O Ministério Público Federal (MPF) entrou em cena para exigir o desmonte imediato do “Memorial Presidente Ernesto Geisel”, inaugurado há poucos dias na biblioteca do campus Bento Gonçalves da Universidade de Caxias do Sul (UCS), no Rio Grande do Sul. A medida, formalizada por meio da Recomendação PRDC/RS nº 140/2025, versa sobre “a desativação imediata” do espaço e veda qualquer nova homenagem, reinauguração ou denominação institucional que enalteça agentes reconhecidos por graves violações de direitos humanos.
O pedido do MPF não é mero gesto simbólico — trata-se de uma exigência pautada no arcabouço jurídico contemporâneo de reparação histórica: a permanência do memorial “revitimiza sobreviventes e familiares” das vítimas da repressão e contraria os compromissos do Estado brasileiro com a dignidade humana, a memória e a verdade. Para os procuradores responsáveis, elogiar um ex-presidente ligado diretamente a torturas, desaparecimentos, assassinatos políticos e outras violações reconhecidas oficialmente representa “impunidade simbólica”.

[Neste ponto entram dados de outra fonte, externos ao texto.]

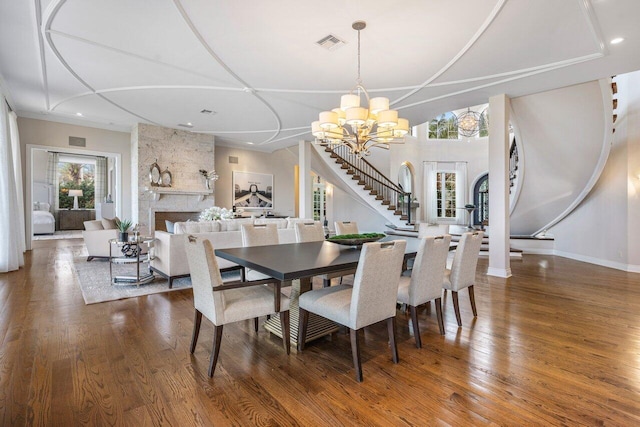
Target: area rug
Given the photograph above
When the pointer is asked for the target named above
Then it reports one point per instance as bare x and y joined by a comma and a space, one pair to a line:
96, 286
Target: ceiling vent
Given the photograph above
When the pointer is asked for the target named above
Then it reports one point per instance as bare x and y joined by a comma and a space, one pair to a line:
330, 42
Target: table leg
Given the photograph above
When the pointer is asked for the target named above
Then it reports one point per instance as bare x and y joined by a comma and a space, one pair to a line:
317, 327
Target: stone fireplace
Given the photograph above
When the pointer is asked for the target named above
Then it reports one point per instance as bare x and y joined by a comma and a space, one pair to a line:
183, 154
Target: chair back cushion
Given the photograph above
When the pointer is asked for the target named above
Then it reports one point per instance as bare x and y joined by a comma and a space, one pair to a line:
428, 270
259, 235
346, 227
375, 287
309, 232
204, 276
465, 260
427, 230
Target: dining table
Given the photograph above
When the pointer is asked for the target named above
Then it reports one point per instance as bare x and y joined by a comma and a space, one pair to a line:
295, 264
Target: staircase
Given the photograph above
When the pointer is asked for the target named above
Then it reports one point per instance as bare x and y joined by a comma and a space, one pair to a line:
379, 191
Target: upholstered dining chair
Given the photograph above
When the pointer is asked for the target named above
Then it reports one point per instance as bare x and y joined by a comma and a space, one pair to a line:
314, 232
371, 299
426, 230
224, 303
425, 282
346, 227
463, 270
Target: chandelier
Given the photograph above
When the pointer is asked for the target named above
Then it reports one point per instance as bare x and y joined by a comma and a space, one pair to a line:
360, 127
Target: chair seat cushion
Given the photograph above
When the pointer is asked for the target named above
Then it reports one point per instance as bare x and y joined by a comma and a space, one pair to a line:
250, 302
403, 290
251, 275
332, 303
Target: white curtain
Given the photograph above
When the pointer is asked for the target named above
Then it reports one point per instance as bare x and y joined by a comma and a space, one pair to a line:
100, 179
11, 225
461, 192
430, 171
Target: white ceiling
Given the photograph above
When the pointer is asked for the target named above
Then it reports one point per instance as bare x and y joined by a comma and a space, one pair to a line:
256, 64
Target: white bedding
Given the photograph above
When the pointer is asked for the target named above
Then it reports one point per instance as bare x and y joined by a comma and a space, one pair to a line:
43, 222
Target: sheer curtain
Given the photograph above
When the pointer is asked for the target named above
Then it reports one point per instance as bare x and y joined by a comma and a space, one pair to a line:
11, 233
100, 179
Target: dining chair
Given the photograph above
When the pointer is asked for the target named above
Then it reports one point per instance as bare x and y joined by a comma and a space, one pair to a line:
425, 282
372, 298
224, 303
314, 232
425, 229
463, 270
346, 227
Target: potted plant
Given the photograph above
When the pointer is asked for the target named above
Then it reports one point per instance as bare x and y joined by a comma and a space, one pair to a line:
123, 227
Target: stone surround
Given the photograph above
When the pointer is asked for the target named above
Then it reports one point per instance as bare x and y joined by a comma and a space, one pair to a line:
184, 153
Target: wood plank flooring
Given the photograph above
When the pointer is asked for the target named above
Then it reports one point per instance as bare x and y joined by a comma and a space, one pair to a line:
556, 344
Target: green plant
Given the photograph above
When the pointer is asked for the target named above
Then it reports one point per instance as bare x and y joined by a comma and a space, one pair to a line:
123, 225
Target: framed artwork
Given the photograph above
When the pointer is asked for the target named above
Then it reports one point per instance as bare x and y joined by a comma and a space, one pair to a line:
252, 190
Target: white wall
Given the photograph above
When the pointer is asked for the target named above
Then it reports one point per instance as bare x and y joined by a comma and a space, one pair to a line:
53, 134
603, 229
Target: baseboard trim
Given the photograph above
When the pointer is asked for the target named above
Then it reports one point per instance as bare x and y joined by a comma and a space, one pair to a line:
631, 268
499, 272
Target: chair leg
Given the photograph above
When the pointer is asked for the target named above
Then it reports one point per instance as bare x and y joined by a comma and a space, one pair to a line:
303, 319
416, 328
284, 325
196, 331
391, 325
456, 307
438, 302
215, 350
472, 298
355, 353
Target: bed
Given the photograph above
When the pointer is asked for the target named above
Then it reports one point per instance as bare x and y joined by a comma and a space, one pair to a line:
43, 221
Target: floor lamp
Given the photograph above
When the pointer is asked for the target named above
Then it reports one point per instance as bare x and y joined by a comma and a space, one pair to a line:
75, 194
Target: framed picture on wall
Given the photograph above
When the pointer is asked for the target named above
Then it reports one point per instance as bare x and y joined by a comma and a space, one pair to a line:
252, 190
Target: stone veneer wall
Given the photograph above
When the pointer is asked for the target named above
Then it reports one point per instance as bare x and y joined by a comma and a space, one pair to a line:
184, 153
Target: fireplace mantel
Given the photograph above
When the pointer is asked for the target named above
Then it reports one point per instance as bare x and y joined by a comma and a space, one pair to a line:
157, 192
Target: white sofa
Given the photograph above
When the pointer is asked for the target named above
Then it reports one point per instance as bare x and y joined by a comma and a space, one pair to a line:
170, 259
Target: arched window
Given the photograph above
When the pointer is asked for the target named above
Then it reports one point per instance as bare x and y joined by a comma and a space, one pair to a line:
481, 200
444, 127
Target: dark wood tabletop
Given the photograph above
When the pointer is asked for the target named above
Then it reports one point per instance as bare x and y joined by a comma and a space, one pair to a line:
298, 260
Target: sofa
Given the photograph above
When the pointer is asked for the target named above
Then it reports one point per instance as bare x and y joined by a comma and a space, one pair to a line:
170, 259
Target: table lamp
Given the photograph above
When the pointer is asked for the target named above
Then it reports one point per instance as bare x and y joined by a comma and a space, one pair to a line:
75, 194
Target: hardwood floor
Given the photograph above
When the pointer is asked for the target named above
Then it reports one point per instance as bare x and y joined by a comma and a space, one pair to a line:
557, 344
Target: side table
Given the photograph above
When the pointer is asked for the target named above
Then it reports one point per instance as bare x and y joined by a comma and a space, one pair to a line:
131, 252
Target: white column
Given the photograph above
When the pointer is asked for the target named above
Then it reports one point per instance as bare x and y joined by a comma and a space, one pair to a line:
499, 261
305, 198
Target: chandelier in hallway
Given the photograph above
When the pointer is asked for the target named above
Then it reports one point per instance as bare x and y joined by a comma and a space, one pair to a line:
357, 126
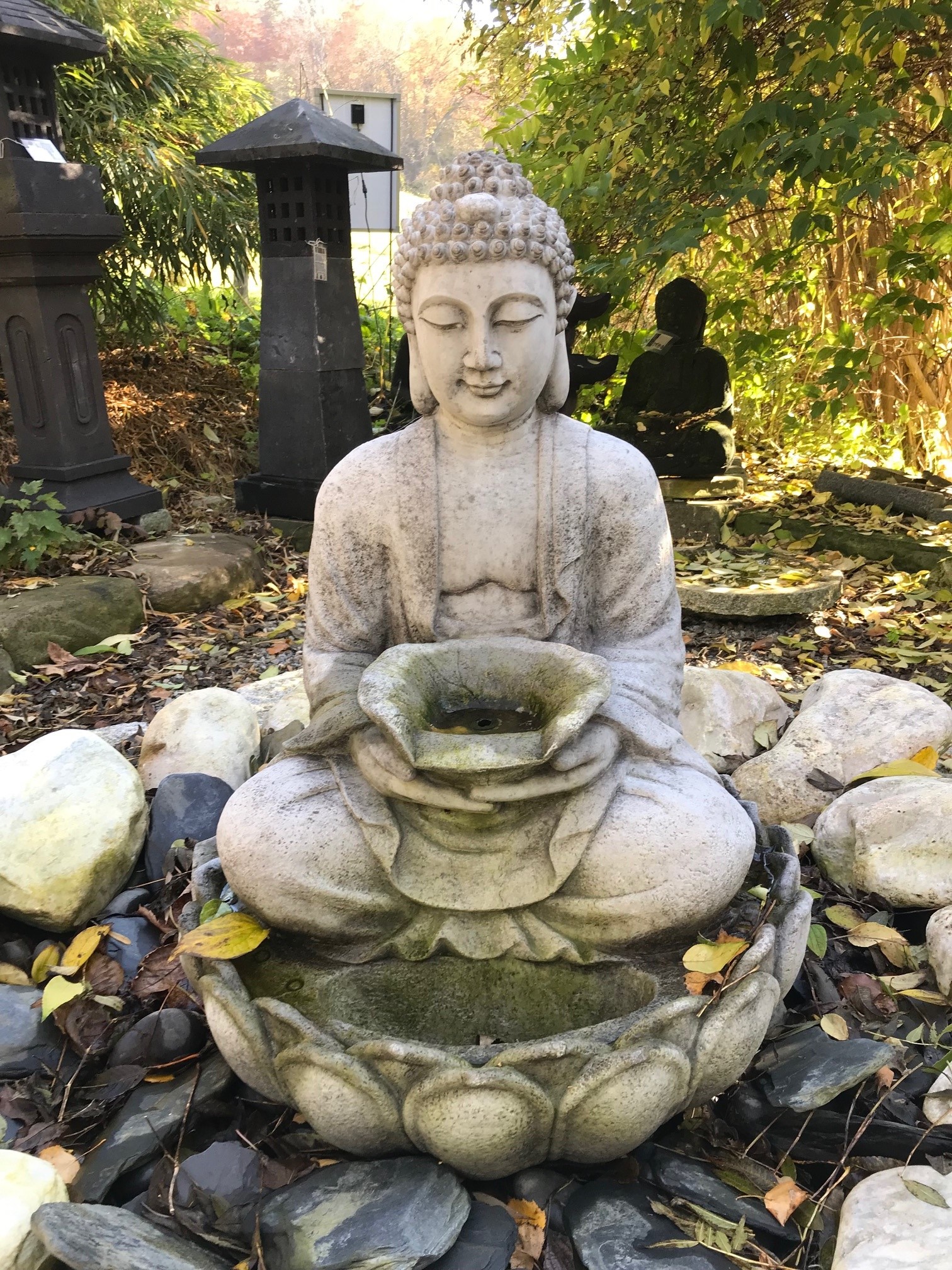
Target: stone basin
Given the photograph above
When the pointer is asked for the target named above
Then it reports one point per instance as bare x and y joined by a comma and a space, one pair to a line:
496, 1066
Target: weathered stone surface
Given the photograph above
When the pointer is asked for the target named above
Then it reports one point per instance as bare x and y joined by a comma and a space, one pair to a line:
820, 1068
210, 731
700, 521
26, 1184
388, 1213
613, 1227
161, 1038
718, 601
149, 1119
27, 1043
938, 940
884, 1226
72, 818
186, 806
722, 709
278, 701
191, 573
74, 612
848, 723
894, 837
487, 1241
99, 1237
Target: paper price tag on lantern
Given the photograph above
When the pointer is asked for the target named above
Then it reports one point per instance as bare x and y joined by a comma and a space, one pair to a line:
320, 260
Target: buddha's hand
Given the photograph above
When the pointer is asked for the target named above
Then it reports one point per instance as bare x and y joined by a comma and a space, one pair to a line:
390, 774
577, 764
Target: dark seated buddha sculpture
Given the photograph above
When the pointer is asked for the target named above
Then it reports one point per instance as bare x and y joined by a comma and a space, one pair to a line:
677, 403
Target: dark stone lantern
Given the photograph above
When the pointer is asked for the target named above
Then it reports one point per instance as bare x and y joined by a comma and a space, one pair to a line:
312, 402
52, 227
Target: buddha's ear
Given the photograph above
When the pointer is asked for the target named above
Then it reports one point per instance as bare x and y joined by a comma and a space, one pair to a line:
421, 392
555, 390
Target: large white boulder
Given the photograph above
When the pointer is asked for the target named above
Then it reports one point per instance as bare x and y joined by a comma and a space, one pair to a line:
884, 1225
72, 818
278, 701
211, 731
938, 942
848, 723
892, 836
26, 1185
722, 709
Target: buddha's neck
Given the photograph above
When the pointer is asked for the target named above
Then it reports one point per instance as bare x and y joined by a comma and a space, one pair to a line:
502, 441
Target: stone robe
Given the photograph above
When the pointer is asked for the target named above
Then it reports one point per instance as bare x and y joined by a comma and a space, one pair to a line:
654, 845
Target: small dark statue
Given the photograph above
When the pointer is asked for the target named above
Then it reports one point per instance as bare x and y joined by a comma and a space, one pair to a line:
677, 403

Contexto histórico — por que a homenagem causou rejeição
O general Ernesto Geisel presidiu o Brasil entre 1974 e 1979, no auge da ditadura militar. Segundo o documento do MPF, nesse período o Estado manteve e intensificou a repressão contra opositores: o ano de 1974 registrou 54 desaparecimentos políticos — o maior número de todo o regime.
Entre os casos emblemáticos mencionados na recomendação estão os assassinatos de Vladimir Herzog (1975) e Manuel Fiel Filho (1976), ambos torturados em dependências do aparato repressionista do Estado. Também consta o episódio conhecido como “Sequestro dos Uruguaios”, de 1978 — em que um casal de refugiados políticos uruguaios foi raptado em Porto Alegre por policiais gaúchos e agentes da repressão, e levado clandestinamente ao Uruguai com os filhos menores. A Recomendação do MPF recorda essas e outras atrocidades como fundamento para classificar a homenagem como “incompatível com o Estado democrático de direito e de memória digna às vítimas”.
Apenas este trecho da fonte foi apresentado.